La jeune pousse française Mistral donne de la voix (hum…). L’entreprise vient de dévoiler Voxtral TTS, un nouveau modèle de synthèse vocale open source destiné aussi bien aux assistants vocaux qu’aux usages professionnels, comme le support client ou les agents de vente. Avec cette annonce, Mistral se positionne frontalement face à des acteurs déjà bien installés sur le text-to-speech, dont ElevenLabs, Deepgram ou bien encore le géant américain OpenAI.

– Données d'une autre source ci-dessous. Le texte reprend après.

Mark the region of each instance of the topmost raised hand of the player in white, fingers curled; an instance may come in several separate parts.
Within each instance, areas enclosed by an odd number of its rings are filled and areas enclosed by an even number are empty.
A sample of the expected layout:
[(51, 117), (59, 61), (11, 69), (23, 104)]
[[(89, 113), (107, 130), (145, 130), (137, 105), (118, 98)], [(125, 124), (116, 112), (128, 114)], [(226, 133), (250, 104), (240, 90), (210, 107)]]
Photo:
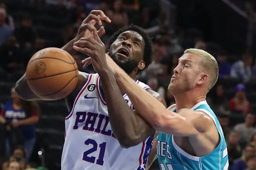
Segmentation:
[[(103, 11), (100, 10), (92, 10), (90, 14), (85, 18), (82, 22), (81, 26), (78, 29), (77, 35), (75, 37), (75, 41), (85, 37), (85, 38), (93, 38), (91, 31), (88, 30), (88, 27), (94, 26), (96, 23), (102, 25), (101, 20), (105, 20), (107, 22), (111, 22), (111, 20), (104, 14)], [(101, 37), (104, 33), (104, 27), (101, 26), (100, 29), (97, 31), (99, 37)]]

Neuf langues et une exécution prévue pour l’edge
Voxtral TTS prend en charge neuf langues, soit l’anglais, le français, l’allemand, l’espagnol, le néerlandais, le portugais, l’italien, l’hindi et l’arabe. L’objectif affiché est de permettre aux entreprises de déployer des voix naturelles, y compris sur des appareils peu puissants. Pierre Stock, vice-président des opérations science chez Mistral, résume cette approche : « Nos clients nous demandaient un modèle de parole. Nous avons donc conçu un modèle compact qui peut tenir sur une montre connectée, un smartphone, un ordinateur portable ou d’autres appareils en périphérie. Son coût est une fraction de ce qui existe sur le marché, tout en offrant des performances de pointe. »
Clonage vocal rapide et voix moins “robotique”
Mistral met aussi en avant des capacités d’adaptation de voix à partir d’un échantillon de moins de cinq secondes, avec la possibilité de conserver des nuances comme de légers accents, l’intonation ou certaines irrégularités naturelles du flux de parole. La startup promet aussi le passage d’une langue à l’autre sans perte d’identité sonore, ce qui sera évidemment utile pour le doublage ou la traduction en temps réel.
Latence et vitesse : des chiffres orientés temps réel
En terme de performances, Voxtral TTS afficherait une latence de démarrage (TTFA) de 90 ms sur un exemple de 500 caractères (environ 10 secondes d’audio), ainsi qu’un “real-time factor” de 6x, ce qui correspond au rendu d’un extrait de 10 secondes en environ 1,6 seconde. Le modèle s’appuie sur une base de type Ministral 3B, ce qui explique son positionnement « petit format ».
Après ses modèles de transcription lancés plus tôt cette année, Mistral avance donc vers une offre voix de bout en bout : entrée audio, texte et image, sortie multimodale, et personnalisation. Dans un marché où les entreprises cherchent à garder la main sur les données et le réglage fin des modèles, l’open source pourrait devenir un critère aussi décisif que la qualité de la voix elle-même.